Received for publication Jan 30, 1998. Revisions requested April 22, 1988; revisions received July 2, 1988. Accepted for publication July 13, 1988. Address for reprints: Prof Dr H.-J. Schäfers, Director, Department of Thoracic and Cardiovascular Surgery, University Hospitals, Homburg, 66421 Homburg/Saar, Germany.
Objective: Aortic valve regurgitation in combination with dilatation of the ascending aorta and root requires a combined procedure to restore valve function and eliminate pathologic dilatation of the proximal aorta. Two techniques have been proposed for this purpose; the aortic root may be either remodeled with an especially configured vascular graft or replaced with reimplantation of the aortic valve within the graft. We have used both techniques depending on the individual pathologic condition of the aortic root.
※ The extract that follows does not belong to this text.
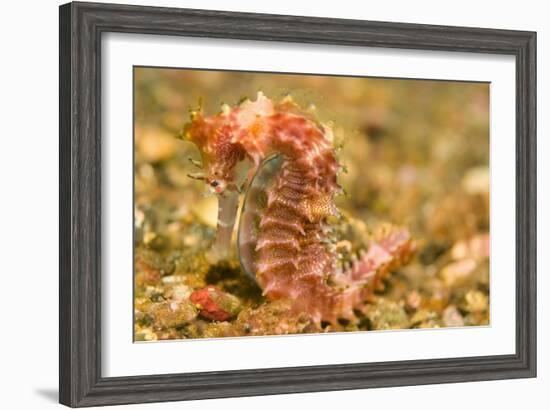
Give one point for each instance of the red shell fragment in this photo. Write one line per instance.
(214, 304)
Methods: Of 107 patients undergoing operation for proximal aortic disease between October 1995 and November 1997, 40 patients had morphologically intact aortic valve leaflets in conjunction with dilatation of the aortic root. Of these, 15 patients underwent an operation as a surgical emergency for acute aortic dissection type A. In 29 instances, root remodeling in conjunction with ascending aortic replacement was performed; 11 patients underwent radical replacement of the proximal aorta with reimplantation of the aortic valve. Partial or total arch replacement was performed additionally in 27 of these patients. Other concomitant procedures were coronary artery bypass grafts (n = 11) and mitral reconstruction (n = 1).
Results: Two patients died after repair of acute aortic dissection, for a total operative mortality rate of 5%. No patient died after elective surgery. Aortic valve function could be effectively restored with both techniques. No patient underwent reoperation on the proximal aorta; freedom from aortic regurgitation of grade II or more at 1 year is 88% with both techniques.
Conclusions: Depending on individual root pathologic condition, both the remodeling and the reimplantation techniques appeared to have their individual merits. Both result in adequate restoration of aortic valve function and elimination of pathologic aortic dilatation.